Randomised block design. This is a variation of the posttest-only or pretest-posttest control group design where the subject population can be grouped into relatively homogeneous subgroups (called blocks ) within which the experiment is replicated. For instance, if you want to replicate the same posttest-only design among university students and full-time working professionals (two homogeneous blocks), subjects in both blocks are randomly split between the treatment group (receiving the same treatment) and the control group (see Figure 10.5). The purpose of this design is to reduce the ‘noise’ or variance in data that may be attributable to differences between the blocks so that the actual effect of interest can be detected more accurately.

Randomised blocks design

Solomon four-group design . In this design, the sample is divided into two treatment groups and two control groups. One treatment group and one control group receive the pretest, and the other two groups do not. This design represents a combination of posttest-only and pretest-posttest control group design, and is intended to test for the potential biasing effect of pretest measurement on posttest measures that tends to occur in pretest-posttest designs, but not in posttest-only designs. The design notation is shown in Figure 10.6.

Solomon four-group design

Switched replication design . This is a two-group design implemented in two phases with three waves of measurement.

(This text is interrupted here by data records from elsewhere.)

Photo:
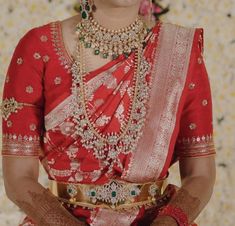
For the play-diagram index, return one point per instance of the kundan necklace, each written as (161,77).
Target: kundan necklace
(107,147)
(107,42)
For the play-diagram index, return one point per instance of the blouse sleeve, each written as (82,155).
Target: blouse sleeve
(22,101)
(195,136)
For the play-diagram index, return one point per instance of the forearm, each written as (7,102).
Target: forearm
(40,205)
(191,198)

The treatment group in the first phase serves as the control group in the second phase, and the control group in the first phase becomes the treatment group in the second phase, as illustrated in Figure 10.7. In other words, the original design is repeated or replicated temporally with treatment/control roles switched between the two groups. By the end of the study, all participants will have received the treatment either during the first or the second phase. This design is most feasible in organisational contexts where organisational programs (e.g., employee training) are implemented in a phased manner or are repeated at regular intervals.

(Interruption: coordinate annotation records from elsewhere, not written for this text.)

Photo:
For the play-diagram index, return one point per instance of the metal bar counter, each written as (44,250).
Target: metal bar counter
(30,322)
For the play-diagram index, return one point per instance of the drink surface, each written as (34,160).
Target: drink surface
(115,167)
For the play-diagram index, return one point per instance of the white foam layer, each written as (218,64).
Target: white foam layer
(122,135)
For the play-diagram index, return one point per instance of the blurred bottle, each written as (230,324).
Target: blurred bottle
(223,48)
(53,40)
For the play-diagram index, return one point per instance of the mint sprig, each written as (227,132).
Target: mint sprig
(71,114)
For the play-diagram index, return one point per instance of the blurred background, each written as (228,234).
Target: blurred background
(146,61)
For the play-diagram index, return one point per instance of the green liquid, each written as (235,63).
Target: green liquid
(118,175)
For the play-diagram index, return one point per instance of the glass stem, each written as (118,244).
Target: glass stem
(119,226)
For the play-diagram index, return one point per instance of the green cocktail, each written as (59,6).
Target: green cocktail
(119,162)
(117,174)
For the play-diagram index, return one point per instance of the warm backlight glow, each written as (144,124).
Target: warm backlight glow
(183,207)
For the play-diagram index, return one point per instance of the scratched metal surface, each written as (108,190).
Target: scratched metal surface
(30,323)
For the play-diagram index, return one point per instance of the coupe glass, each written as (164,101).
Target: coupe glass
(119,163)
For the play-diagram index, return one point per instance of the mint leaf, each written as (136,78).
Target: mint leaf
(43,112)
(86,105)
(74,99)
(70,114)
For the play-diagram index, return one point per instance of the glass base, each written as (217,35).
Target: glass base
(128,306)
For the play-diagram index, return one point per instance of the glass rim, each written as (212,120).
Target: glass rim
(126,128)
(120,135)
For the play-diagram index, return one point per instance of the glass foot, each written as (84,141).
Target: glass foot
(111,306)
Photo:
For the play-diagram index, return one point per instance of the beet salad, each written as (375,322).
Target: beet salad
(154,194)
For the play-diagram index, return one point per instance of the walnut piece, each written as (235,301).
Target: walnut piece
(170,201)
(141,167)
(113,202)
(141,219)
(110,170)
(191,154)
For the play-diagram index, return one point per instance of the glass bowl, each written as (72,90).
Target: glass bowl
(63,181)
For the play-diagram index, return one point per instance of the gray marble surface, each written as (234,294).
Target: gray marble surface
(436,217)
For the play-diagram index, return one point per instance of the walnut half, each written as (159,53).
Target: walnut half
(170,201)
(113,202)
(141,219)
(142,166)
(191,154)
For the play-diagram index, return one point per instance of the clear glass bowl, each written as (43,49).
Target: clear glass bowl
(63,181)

Switched replication design

Quasi-experimental designs

Quasi-experimental designs are almost identical to true experimental designs, but lacking one key ingredient: random assignment. For instance, one entire class section or one organisation is used as the treatment group, while another section of the same class or a different organisation in the same industry is used as the control group. This lack of random assignment potentially results in groups that are non-equivalent, such as one group possessing greater mastery of certain content than the other group, say by virtue of having a better teacher in a previous semester, which introduces the possibility of selection bias . Quasi-experimental designs are therefore inferior to true experimental designs in interval validity due to the presence of a variety of selection related threats such as selection-maturation threat (the treatment and control groups maturing at different rates), selection-history threat (the treatment and control groups being differentially impacted by extraneous or historical events), selection-regression threat (the treatment and control groups regressing toward the mean between pretest and posttest at different rates), selection-instrumentation threat (the treatment and control groups responding differently to the measurement), selection-testing (the treatment and control groups responding differently to the pretest), and selection-mortality (the treatment and control groups demonstrating differential dropout rates). Given these selection threats, it is generally preferable to avoid quasi-experimental designs to the greatest extent possible.

N

In addition, there are quite a few unique non-equivalent designs without corresponding true experimental design cousins. Some of the more useful of these designs are discussed next.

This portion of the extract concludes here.